The number of Ukrainian refugees seeking protection in Sweden is also declining compared to last year, Ribbenvik said. Approximately 50,600 Ukrainian refugees sought protection in Sweden in 2022.
The news comes as asylum applications submitted across the European Union’s 27 member states in 2022 climbed to nearly one million, the highest number recorded since the European migrant crisis of 2015. Roughly 1.5% of that figure, around 14,800 people, applied for asylum in Sweden. The previous year, 2% of asylum seekers in Europe submitted applications in Sweden, and the year before that it was 3%, Gottberg said, the Stockholm-based daily newspaper Svenska Dagbladet (SvT) reported.
Last year, of those who applied for asylum in Sweden, not counting Ukrainian refugees, some 9,600, or 65%, had only just recently entered the country. The remaining applicants had been in Sweden for a longer period of time, and according to the agency’s press release, likely had had a prior asylum application denied so long ago that the statute of limitations on the decision had run out.

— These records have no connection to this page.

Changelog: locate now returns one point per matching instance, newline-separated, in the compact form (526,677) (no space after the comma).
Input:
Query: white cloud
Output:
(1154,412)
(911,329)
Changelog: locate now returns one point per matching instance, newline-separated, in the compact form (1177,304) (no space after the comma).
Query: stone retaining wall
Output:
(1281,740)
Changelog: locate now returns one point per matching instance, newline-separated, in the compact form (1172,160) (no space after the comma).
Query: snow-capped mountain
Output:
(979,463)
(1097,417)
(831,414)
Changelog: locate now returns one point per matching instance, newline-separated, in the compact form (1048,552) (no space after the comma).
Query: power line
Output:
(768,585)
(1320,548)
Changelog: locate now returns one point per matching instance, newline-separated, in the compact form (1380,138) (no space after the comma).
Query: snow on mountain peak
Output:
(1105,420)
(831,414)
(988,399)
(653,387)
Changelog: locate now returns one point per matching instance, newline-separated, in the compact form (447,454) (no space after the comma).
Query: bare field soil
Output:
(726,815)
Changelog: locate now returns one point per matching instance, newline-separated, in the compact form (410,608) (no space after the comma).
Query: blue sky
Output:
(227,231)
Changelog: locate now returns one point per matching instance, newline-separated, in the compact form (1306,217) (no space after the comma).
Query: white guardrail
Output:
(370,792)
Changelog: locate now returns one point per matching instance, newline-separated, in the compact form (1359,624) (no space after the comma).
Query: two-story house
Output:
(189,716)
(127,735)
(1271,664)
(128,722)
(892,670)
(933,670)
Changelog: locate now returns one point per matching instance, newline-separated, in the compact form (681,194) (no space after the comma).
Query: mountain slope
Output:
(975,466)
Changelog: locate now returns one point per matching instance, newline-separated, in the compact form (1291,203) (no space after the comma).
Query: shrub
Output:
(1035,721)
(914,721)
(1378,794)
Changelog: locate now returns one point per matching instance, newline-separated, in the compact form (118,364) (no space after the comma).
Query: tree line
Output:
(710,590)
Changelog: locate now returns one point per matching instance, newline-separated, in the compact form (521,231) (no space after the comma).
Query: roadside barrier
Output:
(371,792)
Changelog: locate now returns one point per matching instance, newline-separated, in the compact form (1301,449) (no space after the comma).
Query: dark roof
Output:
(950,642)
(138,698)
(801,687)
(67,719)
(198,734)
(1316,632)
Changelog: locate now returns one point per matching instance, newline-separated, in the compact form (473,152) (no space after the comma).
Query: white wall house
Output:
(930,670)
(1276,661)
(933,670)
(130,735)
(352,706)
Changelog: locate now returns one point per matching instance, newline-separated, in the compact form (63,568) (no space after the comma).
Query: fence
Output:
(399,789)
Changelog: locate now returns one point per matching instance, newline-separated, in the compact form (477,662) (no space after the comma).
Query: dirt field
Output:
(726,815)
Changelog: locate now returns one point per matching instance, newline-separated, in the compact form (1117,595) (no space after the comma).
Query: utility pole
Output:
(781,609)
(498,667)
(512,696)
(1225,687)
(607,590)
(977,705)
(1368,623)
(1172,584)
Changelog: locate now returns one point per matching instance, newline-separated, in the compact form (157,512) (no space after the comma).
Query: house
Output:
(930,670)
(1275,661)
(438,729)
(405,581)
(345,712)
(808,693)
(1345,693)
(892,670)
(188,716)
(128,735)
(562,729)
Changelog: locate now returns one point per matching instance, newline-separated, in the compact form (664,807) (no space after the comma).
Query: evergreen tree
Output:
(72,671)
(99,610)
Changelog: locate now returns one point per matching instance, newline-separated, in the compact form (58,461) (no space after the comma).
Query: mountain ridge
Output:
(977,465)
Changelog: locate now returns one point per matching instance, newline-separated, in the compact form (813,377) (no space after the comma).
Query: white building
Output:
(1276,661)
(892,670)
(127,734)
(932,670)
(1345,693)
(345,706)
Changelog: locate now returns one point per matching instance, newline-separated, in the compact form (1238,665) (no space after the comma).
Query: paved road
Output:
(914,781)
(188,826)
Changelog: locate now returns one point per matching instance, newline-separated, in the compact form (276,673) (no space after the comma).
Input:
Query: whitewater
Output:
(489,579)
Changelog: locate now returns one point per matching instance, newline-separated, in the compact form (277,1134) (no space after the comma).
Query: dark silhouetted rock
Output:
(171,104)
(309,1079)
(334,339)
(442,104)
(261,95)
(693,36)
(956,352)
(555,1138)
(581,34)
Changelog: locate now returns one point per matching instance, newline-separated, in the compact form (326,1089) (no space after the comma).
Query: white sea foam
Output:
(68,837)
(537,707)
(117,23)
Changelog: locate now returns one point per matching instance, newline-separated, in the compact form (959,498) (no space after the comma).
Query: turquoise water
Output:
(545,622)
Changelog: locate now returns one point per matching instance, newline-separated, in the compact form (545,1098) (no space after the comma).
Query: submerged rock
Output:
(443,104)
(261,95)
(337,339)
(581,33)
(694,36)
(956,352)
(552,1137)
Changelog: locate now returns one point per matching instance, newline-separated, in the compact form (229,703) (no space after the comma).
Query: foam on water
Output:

Despite the expected drop in the number of asylum seekers in the immediate years ahead, the Swedish Migration Agency expects an uptick in the number of applications for citizenship in the years 2023 to 2025. This year, some 80,000 applications for citizenship are expected to be submitted, and in 2024 just over 70,000.
“Looking at the outcome in 2022, there is a certain general increase which could be due to more people than before who have long had permanent residence permits applying for Swedish citizenship. We will follow how this develops,” Gottberg said, commenting on the trend.
The migration agency’s press release comes two weeks after Sweden’s center-right government launched an international information campaign that seeks to inform would-be migrants and asylum seekers of the government’s desire and intention to reduce the influx of newcomers into the country, as The European Conservative previously reported.